MADISON, Wis. – Revamped gun measures and tougher rules for payday lenders are among the laws set to take effect around the country on Jan. 1. But some of them may not be on the books for long.

This January, the statutes will kick in just as freshly elected governors and legislators arrive for work. And if new GOP majorities succeed in getting legislation repealed, the result may be sudden U-turns on issues that were only recently debated.

Before the November election, Democrats controlled legislatures in 27 states, with Republicans in charge of just 14. But after the nationwide Republican sweep, the GOP will soon control 26, the Democrats only 17. Control of others is split between the parties. The election also increased the number of Republican governors from 23 to 26.

With the switch in party control could come abrupt changes in the way some states handle government regulation, privatization and other matters.

In Wisconsin, power in the Statehouse will shift wholesale from Democrats to Republicans.
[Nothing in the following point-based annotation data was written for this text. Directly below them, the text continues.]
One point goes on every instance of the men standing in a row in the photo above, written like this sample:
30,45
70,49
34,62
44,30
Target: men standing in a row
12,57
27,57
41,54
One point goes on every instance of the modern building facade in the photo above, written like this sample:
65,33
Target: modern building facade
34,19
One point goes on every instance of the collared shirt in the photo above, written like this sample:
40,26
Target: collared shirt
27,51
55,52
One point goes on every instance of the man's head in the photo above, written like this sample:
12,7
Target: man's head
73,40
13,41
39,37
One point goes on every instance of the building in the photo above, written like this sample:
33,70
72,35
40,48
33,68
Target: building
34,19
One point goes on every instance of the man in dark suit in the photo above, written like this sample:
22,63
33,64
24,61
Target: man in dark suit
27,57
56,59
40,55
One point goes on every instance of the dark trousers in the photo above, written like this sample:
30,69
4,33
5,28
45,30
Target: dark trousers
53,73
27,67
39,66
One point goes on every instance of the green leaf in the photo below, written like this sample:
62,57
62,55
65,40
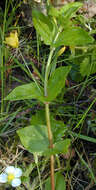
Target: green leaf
27,91
87,68
34,138
59,147
58,126
59,182
70,9
57,82
44,26
73,36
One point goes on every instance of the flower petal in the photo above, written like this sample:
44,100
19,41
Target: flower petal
16,182
18,172
3,178
10,169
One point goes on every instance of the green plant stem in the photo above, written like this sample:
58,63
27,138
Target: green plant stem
36,162
48,64
2,60
50,137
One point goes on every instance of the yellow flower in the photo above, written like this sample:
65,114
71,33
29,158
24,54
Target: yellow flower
12,40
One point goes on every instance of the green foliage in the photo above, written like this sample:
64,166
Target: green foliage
36,139
59,182
59,147
57,82
73,36
27,91
88,65
44,26
58,126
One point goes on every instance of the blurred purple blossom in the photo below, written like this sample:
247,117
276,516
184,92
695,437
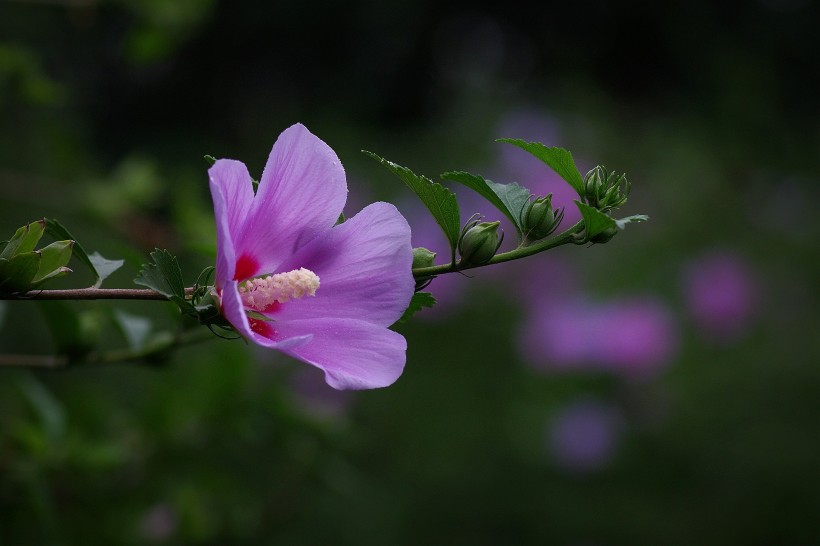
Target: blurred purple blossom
636,337
722,294
583,436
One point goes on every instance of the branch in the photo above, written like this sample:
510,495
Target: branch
91,294
520,252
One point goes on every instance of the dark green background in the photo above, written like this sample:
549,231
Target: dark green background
106,109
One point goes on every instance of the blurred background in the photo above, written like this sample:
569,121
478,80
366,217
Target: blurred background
660,389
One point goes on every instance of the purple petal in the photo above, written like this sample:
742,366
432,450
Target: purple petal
364,266
354,354
232,194
262,333
302,193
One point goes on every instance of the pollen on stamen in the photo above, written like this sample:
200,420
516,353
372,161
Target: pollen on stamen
262,292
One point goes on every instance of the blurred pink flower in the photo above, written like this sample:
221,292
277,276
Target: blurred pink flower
636,337
583,436
722,294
Already, incoming Republican Gov. Scott Walker and others would like to head off a law that makes it tougher for payday loan companies and auto lenders to do business.

Until Democrats pushed the law through the Senate and House in 2010, Wisconsin was the only state that did not regulate those industries.

Democratic Gov. Jim Doyle shepherded the bill into law. But Walker said the new regulations go too far, and that the outright ban on loans secured by an auto title isn’t what many want.

In New Hampshire, Republicans hope to shoot down a new gun law they say doesn’t do enough to protect private property and gun owners’ rights. Republicans captured the legislative majority from Democrats in the midterm election.

In the recent session, lawmakers gave residents the right to display a gun or other weapon to warn away a potential attacker. Republicans plan to replace it with a stronger version that was vetoed by Democratic Gov. John Lynch in 2006.

The tougher law would allow gun owners to use deadly force when threatened, inside their home. “Why should I have to run away?” said Republican state Sen. Jack Barnes, who said residents who feel threatened should be able to use whatever force necessary. “It’s my house.”